“Da qui, messere, si domina la valle
ciò che si vede, è.
Ma se l’imago è scarna al vostro occhio
scendiamo a rimirarla da più in basso
e planeremo in un galoppo alato
entro il cratere ove gorgoglia il tempo”
In volo, Banco del Mutuo Soccorso
Se è vero che tutto ciò che si vede, e quindi è, è già stato detto, scritto e raccontato, tanto vale avventurarsi nelle terre ancora non del tutto esplorate del non è, o del non è ancora, o finanche del non sarà mai. Perché anche se alcune tessere del puzzle del futuro possono già essere facilmente incasellate, l’immagine femminea che apparirà quando il sarà potrà essere declinato al presente e il tempo cesserà di gorgogliare è oggi irrimediabilmente scarna, se non del tutto indecifrabile.
Ma dopotutto non è così importante scommettere sul sorriso o sulle grida di dolore, sulla giovinezza o sulla senescenza, sulla limpidezza o sull’enigmaticità del viso della novella Gioconda, quanto provare a raccontare un non detto che, al di là della sua opinabile verosimiglianza, possa ridestare in chi legge il desiderio sopito di rimboccarsi le maniche per imbastire un futuro collettivo che non sia fondato sulla mera estrapolazione delle tendenze in atto, o peggio sulla credenza che il futuro sia una semplice replica del presente. In un mondo che sembra guidato da un cieco pilota automatico, un tale desiderio suona oggi quasi rivoluzionario.
A chi pecca di facile ottimismo, o ha fede nelle virtù taumaturgiche dell’intelligenza umana, le pagine che seguono potranno apparire incomprensibili, o finanche risultare un insopportabile affronto all’intelligenza stessa. Mentre invece è proprio l’intelletto uno dei protagonisti del racconto, nelle due forme su cui si giocheranno i destini dell’Uomo e della Terra, ovvero quello che risiede nella corteccia cerebrale umana e quello traslato dai suoi neuroni in chip di silicio senza vita.

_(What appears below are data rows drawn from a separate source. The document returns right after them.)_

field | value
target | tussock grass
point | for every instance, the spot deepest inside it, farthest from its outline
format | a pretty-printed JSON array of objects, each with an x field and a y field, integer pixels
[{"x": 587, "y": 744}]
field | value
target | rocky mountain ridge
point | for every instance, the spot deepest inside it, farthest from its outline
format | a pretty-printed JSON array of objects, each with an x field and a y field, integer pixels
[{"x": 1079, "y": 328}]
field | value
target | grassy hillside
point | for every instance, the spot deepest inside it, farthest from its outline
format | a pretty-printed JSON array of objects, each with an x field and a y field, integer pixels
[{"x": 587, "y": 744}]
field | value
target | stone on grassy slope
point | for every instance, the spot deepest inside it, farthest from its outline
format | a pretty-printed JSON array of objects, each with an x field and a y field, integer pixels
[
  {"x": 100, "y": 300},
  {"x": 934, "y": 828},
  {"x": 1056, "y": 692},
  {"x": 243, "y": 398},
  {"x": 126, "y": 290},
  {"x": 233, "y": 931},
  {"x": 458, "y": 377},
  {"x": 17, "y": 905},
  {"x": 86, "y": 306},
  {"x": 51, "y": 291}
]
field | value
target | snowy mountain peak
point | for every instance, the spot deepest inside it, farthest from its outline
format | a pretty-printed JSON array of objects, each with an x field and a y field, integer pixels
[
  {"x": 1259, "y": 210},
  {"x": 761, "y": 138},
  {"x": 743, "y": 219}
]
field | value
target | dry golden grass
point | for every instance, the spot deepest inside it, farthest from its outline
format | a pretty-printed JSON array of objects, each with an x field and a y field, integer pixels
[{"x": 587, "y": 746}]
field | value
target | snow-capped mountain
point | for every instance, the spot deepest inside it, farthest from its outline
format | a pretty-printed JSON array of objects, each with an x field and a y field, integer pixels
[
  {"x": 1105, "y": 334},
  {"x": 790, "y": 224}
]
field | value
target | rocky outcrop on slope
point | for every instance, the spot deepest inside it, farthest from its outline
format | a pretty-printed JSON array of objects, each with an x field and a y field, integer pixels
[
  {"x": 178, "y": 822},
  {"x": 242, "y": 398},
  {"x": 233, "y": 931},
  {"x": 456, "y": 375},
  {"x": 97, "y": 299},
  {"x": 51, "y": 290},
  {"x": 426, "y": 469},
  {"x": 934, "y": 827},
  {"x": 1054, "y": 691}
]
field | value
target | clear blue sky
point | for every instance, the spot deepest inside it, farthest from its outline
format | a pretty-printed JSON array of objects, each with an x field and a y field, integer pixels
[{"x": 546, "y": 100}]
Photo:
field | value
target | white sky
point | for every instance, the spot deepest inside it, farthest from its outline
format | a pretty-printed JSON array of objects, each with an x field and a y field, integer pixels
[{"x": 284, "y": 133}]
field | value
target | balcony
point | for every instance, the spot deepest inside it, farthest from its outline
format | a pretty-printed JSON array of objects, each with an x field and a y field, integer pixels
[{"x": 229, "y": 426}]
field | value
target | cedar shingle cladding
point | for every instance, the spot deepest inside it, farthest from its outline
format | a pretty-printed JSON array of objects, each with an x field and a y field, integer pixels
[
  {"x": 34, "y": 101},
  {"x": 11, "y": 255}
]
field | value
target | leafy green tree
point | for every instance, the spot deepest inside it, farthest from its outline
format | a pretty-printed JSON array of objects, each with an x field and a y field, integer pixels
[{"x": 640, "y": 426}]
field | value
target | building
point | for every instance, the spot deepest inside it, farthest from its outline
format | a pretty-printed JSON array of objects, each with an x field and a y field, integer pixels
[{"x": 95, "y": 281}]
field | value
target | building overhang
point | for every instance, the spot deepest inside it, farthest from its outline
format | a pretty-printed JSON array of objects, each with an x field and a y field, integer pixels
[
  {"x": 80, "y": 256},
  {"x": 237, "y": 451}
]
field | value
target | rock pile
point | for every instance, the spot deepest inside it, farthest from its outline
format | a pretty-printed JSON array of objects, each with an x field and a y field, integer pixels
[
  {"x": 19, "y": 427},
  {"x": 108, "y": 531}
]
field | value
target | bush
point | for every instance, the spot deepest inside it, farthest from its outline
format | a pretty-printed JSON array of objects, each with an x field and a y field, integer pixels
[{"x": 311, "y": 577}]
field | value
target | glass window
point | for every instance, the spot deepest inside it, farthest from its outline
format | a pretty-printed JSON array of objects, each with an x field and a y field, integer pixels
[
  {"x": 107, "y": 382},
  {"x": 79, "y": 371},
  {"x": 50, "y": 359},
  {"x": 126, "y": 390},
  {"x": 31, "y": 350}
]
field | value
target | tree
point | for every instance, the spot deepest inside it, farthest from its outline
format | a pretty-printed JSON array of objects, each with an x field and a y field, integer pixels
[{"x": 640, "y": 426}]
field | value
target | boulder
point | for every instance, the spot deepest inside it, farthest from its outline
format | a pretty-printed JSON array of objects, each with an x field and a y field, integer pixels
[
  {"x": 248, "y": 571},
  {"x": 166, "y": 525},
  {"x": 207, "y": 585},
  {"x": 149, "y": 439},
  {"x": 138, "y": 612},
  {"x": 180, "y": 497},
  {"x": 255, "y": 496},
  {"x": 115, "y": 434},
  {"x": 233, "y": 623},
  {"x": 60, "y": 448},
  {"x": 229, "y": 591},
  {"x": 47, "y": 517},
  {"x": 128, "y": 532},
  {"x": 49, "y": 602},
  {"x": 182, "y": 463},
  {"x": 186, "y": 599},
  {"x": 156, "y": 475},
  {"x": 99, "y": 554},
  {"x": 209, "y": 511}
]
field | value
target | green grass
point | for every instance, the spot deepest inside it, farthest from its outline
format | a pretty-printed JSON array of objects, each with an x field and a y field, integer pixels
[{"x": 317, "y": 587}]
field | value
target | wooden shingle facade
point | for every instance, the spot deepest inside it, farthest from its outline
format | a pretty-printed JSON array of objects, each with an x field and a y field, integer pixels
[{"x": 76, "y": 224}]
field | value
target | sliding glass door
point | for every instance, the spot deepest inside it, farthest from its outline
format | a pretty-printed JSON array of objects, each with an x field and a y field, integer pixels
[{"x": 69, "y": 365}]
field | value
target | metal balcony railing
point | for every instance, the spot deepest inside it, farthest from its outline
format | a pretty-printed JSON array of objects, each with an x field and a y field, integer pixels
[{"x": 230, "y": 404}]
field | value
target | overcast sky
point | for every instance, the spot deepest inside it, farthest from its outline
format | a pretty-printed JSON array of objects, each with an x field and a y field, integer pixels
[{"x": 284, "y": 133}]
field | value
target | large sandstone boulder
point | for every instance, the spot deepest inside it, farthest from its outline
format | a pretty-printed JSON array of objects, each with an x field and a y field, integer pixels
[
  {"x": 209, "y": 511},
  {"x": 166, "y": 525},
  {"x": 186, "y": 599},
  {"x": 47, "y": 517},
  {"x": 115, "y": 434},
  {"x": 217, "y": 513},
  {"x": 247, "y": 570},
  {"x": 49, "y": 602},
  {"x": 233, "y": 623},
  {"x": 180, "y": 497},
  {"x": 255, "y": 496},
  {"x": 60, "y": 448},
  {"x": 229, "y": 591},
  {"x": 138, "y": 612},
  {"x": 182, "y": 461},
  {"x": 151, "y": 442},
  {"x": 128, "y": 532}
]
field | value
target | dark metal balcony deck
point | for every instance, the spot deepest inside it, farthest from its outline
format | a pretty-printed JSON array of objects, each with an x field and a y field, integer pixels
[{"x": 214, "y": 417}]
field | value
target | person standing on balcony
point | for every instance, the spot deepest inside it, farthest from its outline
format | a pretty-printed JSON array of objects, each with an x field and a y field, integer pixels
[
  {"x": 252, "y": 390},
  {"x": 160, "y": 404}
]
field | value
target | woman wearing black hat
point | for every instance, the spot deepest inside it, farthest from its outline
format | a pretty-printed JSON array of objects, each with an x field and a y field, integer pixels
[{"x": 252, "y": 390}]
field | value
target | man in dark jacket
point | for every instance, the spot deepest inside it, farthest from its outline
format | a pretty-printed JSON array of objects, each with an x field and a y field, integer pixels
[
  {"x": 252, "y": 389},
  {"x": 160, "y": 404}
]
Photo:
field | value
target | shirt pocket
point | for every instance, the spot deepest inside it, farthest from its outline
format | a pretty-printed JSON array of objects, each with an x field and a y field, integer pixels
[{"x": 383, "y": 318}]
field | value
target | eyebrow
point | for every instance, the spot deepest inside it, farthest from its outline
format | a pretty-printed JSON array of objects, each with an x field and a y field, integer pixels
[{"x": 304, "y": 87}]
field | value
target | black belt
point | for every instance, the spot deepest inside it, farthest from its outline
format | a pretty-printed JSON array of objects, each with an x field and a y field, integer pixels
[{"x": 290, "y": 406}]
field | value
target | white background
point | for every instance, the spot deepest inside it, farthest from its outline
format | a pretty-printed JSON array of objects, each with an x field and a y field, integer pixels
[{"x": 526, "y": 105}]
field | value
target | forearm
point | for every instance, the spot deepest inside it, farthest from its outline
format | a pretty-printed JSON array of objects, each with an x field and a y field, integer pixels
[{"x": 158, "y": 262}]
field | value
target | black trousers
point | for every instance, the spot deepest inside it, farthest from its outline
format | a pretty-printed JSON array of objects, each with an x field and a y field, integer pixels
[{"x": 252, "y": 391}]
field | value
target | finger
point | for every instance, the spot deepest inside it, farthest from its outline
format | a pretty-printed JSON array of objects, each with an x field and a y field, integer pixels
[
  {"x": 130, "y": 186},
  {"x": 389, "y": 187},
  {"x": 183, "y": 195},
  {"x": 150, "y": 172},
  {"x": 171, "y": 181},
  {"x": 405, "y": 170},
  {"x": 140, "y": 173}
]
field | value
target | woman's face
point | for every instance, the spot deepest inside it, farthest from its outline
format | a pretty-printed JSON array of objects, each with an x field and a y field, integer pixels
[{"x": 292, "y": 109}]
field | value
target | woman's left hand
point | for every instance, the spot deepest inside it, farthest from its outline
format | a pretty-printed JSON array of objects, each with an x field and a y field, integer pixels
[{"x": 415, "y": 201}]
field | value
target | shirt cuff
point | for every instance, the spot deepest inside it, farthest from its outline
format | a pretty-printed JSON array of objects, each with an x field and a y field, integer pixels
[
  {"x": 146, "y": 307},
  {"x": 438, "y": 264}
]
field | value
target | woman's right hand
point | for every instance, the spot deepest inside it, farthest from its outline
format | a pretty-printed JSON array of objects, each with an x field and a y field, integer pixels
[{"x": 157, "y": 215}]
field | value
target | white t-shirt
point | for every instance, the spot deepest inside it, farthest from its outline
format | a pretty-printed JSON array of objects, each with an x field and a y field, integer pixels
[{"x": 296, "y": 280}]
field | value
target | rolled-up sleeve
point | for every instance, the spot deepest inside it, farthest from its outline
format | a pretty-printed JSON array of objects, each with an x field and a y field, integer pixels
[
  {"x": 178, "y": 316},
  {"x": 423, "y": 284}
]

L’altro protagonista è lo spirito creativo, di cui il genere umano si è impregnato stando a contatto con il miracolo della natura sin dall’origine della specie. Con l’allentarsi artificioso del legame ancestrale dell’Uomo con l’ambiente, lo spirito rischia di perdere poco a poco i suoi connotati innovativi, quelli che di tanto in tanto fanno deragliare la Storia dai binari morti per traghettarla verso nuovi orizzonti. Per allontanare questo rischio abbiamo bisogno ora più che mai di silenziare i nostri dispositivi elettronici, spalancare le finestre e tendere l’orecchio ad ascoltare il sordo lamento di una natura che sempre di più ci vede come un nemico che la assale con sofisticate armi di distruzione anziché come una delle sue meravigliose creature. Solo così l’anima potrà vincere la pigrizia della mente offuscata dall’assordante rumore di fondo in cui si srotolano le nostre vite.
E poi, nel racconto ci sono le ragazze e i ragazzi, che più che i protagonisti sono i veri artefici di ciò che li attende. A tutti loro, costretti a navigare a vista remando contro le avversità e gli ostacoli di ogni genere che abbiamo frapposto sul loro cammino, la mia generazione dovrebbe avere il coraggio di chiedere scusa per aver speso il proprio tempo a consumare il presente anziché a seminare il futuro.
Possiamo a questo punto finalmente scendere a rimirare da più in basso la nostra magnifica sfera rotante, con quei colori pastello che tolgono il respiro, i contorni cangianti e quelle candide spirali bianche che la avvolgono.
Ma da più in basso, talvolta, le cose si rivelano essere diverse da come appaiono da lontano.